Estimating population-level flowering onsets and terminations from simulated herbarium data
We generated phenoclimate models for each species from each set of simulated specimen collection dates using quantile regression (Koenker et al. 2018) in RStudio (Team 2020). In all cases, each model regressed observed DOYs of the phenological snapshots of all sampled individuals of a given species against mean annual temperature. From these 1450 models (representing each of the species-specific models for all 1200 species plus the additional 150 models exhibiting population-level collection biases and the 100 models exhibiting individual-level collection biases), we predicted the 10th, 50th, and 90th percentiles of flowering DOYs for each species from mean annual temperatures corresponding to the years and locations of their source populations. We then calculated the mean absolute error (MAE) of the linear regression of the known timing of the onset (or termination) of the peak flowering period for each reference population on the predicted DOYs produced by each phenoclimate model based on the simulated herbarium data. For each metric of population-level phenology (i.e., flowering onset, peak (i.e., median DOY), and termination), we then used Tukey HSD tests to compare the mean accuracies (estimated as MAE) of these predicted DOYs versus the actual population-level metrics among models constructed from species that differed in their phenological sensitivities to climate, flowering durations, degrees of intrapopulation variation in phenological timing, and collection biases.
Similarly, we tested whether the mean MAE of estimated peak flowering onset and termination dates among groups of species that exhibited the same flowering duration, phenological responsiveness, and intrapopulation phenological variation differed significantly from the mean MAE of estimated median flowering dates for each group of simulated species that exhibited the same flowering duration, phenological responsiveness, and intrapopulation phenological variation. We used Tukey HSD tests to compare the accuracy of estimated onset, median, and termination dates of the peak flowering period among all species produced from each of the simulated datasets.

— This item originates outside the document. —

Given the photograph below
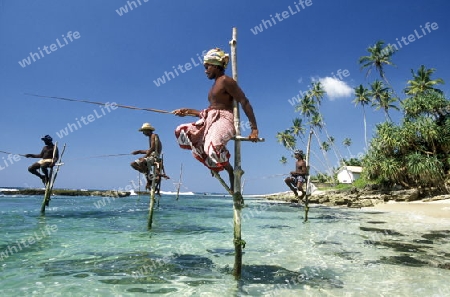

Finally, we re-fit all 1200 models (including all 24 combinations of species parameters but excluding models constructed to test the effects of collection biases) with randomly selected subsets of data (100–1000 specimens per species) to determine how sample size affected model performance and predictive accuracy. To evaluate whether more data would be needed when variation in phenology among populations is not perfectly explained by the climate variables included in the model, we ran additional simulations in which population-level mean DOYs (and associated onset and termination DOYs of the flowering period) of each species at each sampled location and year included random variation not associated with local climate: adding either ±5 days (i.e., a low-noise scenario) or ±15 days (i.e., a high-noise scenario) to the DOYs of the onset, median, and termination of flowering DOYs. For each location and year, the random offsets of the DOYs of flowering onset, median flowering DOY, and flowering termination were identical, such that random variation was incorporated only into the timing of flowering, and not its duration.